The Gurugram-based airline had posted a net profit of ₹240 crore in the year-ago period, a company statement said.
Total income stood at ₹2,530.8 crore for the quarter as against ₹2,096.1 crore in third quarter FY18, it said.
A strong 8% increase in passenger yields helped the airline partially offset record high cost due to 34% increase in crude oil prices and 11% depreciation in rupee.
“Despite the huge cost escalation in ATF (aviation turbine fuel) and exchange rate, Spicejet has done remarkably well thanks to our superior revenue performance, tight control on other costs. With a strong improvement in the macro cost environment and the increasing induction of the fuel efficient MAX aircraft, the outlook looks stronger than it has over the past year,” Spicejet chairman Ajay Singh said.spiceJet continues to pursue ambitious growth plans as it introduces new maiden flights, lead the regional connectivity scheme UDAN initiative of the government, add new aircrafts and explore newer growth avenues, while keeping our costs under check, he said.

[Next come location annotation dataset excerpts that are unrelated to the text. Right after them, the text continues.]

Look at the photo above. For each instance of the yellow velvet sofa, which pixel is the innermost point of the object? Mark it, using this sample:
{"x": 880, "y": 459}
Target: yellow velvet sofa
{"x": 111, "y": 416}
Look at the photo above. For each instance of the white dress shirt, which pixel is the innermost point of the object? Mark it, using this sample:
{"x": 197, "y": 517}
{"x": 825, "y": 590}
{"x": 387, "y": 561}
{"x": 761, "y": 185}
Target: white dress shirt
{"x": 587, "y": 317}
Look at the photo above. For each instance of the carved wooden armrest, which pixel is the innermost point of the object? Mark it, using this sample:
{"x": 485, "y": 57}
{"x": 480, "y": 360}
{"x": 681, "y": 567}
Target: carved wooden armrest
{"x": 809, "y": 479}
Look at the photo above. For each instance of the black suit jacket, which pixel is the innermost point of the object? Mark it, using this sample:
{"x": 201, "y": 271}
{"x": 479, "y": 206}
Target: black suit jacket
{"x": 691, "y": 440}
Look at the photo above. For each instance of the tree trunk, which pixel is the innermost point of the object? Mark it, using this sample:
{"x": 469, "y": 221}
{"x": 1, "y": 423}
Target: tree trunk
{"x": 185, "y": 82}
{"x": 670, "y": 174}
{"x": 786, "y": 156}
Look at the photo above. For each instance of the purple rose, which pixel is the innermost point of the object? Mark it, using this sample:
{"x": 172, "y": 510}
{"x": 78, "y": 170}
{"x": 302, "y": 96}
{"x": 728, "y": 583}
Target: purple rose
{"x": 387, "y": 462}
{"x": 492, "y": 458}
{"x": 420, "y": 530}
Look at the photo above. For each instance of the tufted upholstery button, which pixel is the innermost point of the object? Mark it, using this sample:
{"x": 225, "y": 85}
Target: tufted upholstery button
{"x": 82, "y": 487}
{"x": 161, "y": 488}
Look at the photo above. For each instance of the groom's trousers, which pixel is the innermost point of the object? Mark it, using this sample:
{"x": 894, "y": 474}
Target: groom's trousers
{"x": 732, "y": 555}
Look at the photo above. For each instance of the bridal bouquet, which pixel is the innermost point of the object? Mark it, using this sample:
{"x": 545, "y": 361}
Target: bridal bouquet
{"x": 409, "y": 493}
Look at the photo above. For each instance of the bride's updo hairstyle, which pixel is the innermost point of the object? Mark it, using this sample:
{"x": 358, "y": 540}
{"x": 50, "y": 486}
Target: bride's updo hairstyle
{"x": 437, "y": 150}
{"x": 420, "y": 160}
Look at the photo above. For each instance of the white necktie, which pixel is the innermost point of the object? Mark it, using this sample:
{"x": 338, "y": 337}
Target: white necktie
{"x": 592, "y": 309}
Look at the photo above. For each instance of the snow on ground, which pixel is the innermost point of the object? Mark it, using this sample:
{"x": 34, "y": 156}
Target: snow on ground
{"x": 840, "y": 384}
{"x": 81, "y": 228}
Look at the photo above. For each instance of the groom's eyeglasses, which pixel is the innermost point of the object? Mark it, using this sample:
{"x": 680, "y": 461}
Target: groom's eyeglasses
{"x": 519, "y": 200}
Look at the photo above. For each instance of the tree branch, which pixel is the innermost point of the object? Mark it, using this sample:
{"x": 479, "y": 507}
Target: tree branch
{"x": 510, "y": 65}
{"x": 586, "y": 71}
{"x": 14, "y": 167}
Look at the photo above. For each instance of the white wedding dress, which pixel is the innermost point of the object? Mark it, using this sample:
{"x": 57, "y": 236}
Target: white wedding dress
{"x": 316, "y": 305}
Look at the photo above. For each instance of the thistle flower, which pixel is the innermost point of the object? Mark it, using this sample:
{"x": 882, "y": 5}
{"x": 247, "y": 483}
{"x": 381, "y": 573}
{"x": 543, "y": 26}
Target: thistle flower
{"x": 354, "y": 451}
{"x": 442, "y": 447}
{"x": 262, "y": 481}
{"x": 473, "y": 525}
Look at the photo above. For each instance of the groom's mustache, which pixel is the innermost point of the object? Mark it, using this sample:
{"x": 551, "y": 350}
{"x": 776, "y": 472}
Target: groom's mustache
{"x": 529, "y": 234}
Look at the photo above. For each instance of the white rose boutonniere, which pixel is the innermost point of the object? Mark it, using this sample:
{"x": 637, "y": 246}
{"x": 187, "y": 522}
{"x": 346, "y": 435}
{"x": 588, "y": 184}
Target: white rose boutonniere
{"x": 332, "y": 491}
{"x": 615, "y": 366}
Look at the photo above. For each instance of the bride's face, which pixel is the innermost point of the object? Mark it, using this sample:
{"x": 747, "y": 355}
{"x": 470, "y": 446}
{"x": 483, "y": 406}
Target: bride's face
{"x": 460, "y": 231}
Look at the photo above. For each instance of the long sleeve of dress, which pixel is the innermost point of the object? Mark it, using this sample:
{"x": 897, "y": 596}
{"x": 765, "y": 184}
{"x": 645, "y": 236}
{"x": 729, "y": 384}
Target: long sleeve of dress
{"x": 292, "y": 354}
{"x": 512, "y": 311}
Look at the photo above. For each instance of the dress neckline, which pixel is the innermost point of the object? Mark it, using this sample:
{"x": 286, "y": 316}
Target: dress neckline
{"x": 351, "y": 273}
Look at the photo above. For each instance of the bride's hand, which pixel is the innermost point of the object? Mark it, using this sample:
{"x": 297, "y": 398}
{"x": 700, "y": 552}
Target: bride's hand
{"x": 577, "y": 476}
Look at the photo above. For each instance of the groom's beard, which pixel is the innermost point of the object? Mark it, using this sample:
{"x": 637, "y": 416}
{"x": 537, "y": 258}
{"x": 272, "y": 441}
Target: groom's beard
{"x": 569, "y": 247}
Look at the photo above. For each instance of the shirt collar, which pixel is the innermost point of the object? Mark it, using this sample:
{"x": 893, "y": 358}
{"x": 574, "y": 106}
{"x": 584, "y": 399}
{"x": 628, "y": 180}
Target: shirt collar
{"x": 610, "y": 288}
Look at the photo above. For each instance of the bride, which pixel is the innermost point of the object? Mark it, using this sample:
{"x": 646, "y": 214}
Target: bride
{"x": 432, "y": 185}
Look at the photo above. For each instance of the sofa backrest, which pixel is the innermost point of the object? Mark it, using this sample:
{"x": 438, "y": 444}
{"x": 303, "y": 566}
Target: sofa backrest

“With sector headwinds having subsided, we are bullish on our future prospects and will continue to invest aggressively in creating capacity in line with our forecasts,” Singh added. “The new generation 737 MAX aircraft with its cost efficiencies and increased revenue opportunities (due to superior payload performance) will become a substantial portion of our Boeing fleet further improving our margins. The increased seating capacity on the Bombardier Q400s will also result in improved margins,” he said. The airline said that its average fares were up 25% over the July-september quarter of the current fiscal while it the passenger load factor stood at 91.6% during the reporting quarter.